La Commission européenne a répondu ces derniers jours aux nombreuses questions des pays membres sur le projet de règlement sur l’accélération industrielle (Industrial Accelerator Act-IAA), en particulier sur le chapitre 3, relatif au renforcement des chaînes de valeur industrielles stratégiques de l’Union.
Ce chapitre de l'IAA impose aux pouvoirs adjudicateurs et aux entités d'appliquer les critères d''origine de l'Union' et/ou de 'faible émission de carbone' lors de l'acquisition de certains produits auprès d'industries à forte intensité énergétique et de secteurs technologiques à zéro émission nette. Ces exigences s'étendent également aux dispositifs de soutien public.
L'IAA définit l''origine de l'Union' par référence aux règles d'origine non préférentielles prévues par le code des douanes de l'Union. Il précise également comment l'origine s'applique aux différentes formes d'intervention publique.
Dans un document daté du 10 juin, elle doit ainsi clarifier une dizaine de volets, notamment sur les règles d’origine, l'autocertification, ou sur le champ d'application retenu.
« Pourquoi les technologies les plus essentielles pour la sécurité économique ne sont-elles pas incluses dans l'IAA ? », ont ainsi demandé plusieurs pays. « L'analyse d'impact explique que l'initiative se concentre sur les industries énergivores, l'automobile et les technologies propres, où la justification économique de la décarbonation et de la résilience industrielle est la plus forte. En conséquence, la proposition adopte une approche sélective et progressive, plutôt que de chercher à couvrir un plus large éventail de technologies ».
D'autres technologies critiques seront couvertes, le cas échéant, par des initiatives à venir, notamment le règlement sur les biotechnologies, le règlement sur les semi-conducteurs 2.0 et le règlement sur le développement du cloud et de l'IA, répond la Commission.
Elle clarifie aussi l’exclusion des pays tiers du champ d’application de l’équivalence de contenu. « Ces critères comprennent : i) le pays tiers n’a pas accordé le traitement national aux produits ou entités de l’Union au titre des accords visés au paragraphe 1 pour l’un quelconque des secteurs énumérés à l’annexe I ; ii) cette exclusion est justifiée afin d’éviter des dépendances ou tout autre événement susceptible de menacer la sécurité d’approvisionnement de l’Union pour les produits en question ; iii) cette exclusion est justifiée au titre de toute autre exception prévue par l’accord applicable ».

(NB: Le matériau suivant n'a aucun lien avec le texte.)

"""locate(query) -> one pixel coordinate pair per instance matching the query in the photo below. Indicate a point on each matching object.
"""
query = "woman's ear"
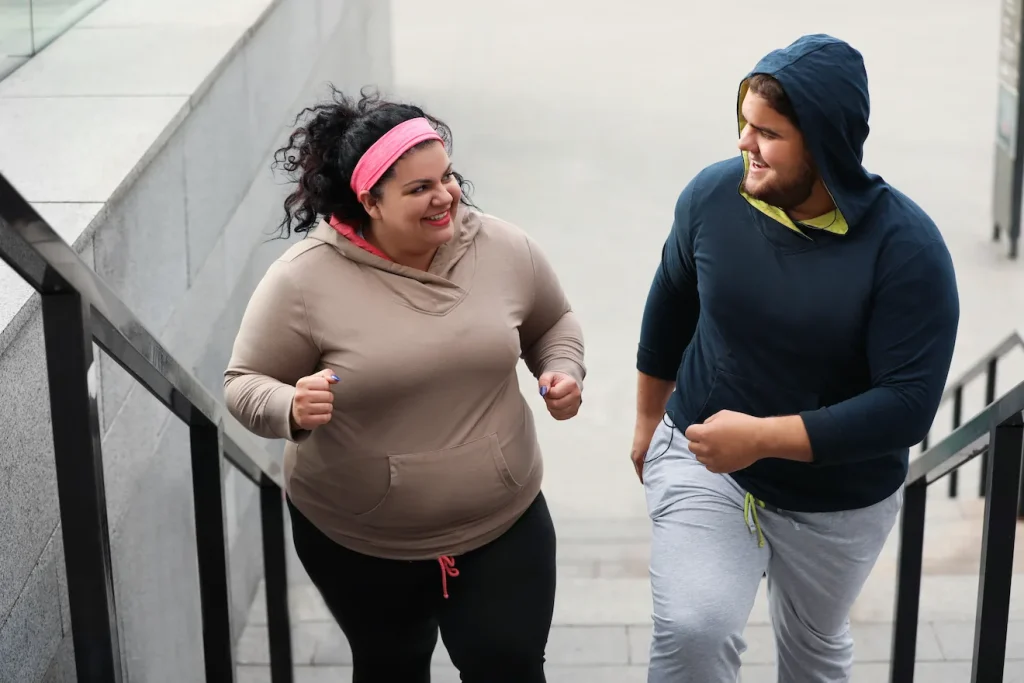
(370, 204)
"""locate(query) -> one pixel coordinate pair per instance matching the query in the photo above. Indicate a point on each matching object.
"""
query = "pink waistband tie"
(448, 569)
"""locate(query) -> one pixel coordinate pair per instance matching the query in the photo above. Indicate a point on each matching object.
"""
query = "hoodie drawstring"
(448, 569)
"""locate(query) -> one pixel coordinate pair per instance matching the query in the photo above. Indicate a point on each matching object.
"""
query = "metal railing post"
(997, 551)
(211, 546)
(80, 487)
(908, 572)
(275, 579)
(957, 420)
(989, 399)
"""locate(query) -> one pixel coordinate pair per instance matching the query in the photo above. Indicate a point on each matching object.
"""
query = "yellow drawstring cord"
(751, 505)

Mais la proposition ne définit pas de sous-critères spécifiques pour l’évaluation de ces conditions et n’établit pas non plus de seuil quantitatif permettant de déterminer à partir de quel moment le problème est suffisamment important, reconnaît aussi la Commission.
« Cette appréciation nécessitera une analyse au cas par cas, fondée sur le cadre juridique et les pratiques applicables dans le pays tiers concerné », explique encore la Commission.
Afin d'éviter une charge administrative excessive pour les opérateurs économiques participant aux marchés publics relevant du champ d'application de l'IAA, le système de vérification reposera sur une autodéclaration, qui peut être contrôlée ultérieurement, une fois le marché attribué. « Le principe d'autodéclaration sera étayé par les pièces justificatives et les informations requises par les cadres réglementaires ESPR et CPR, notamment par le biais du passeport numérique de produit permettant de justifier la conformité aux exigences bas carbone ».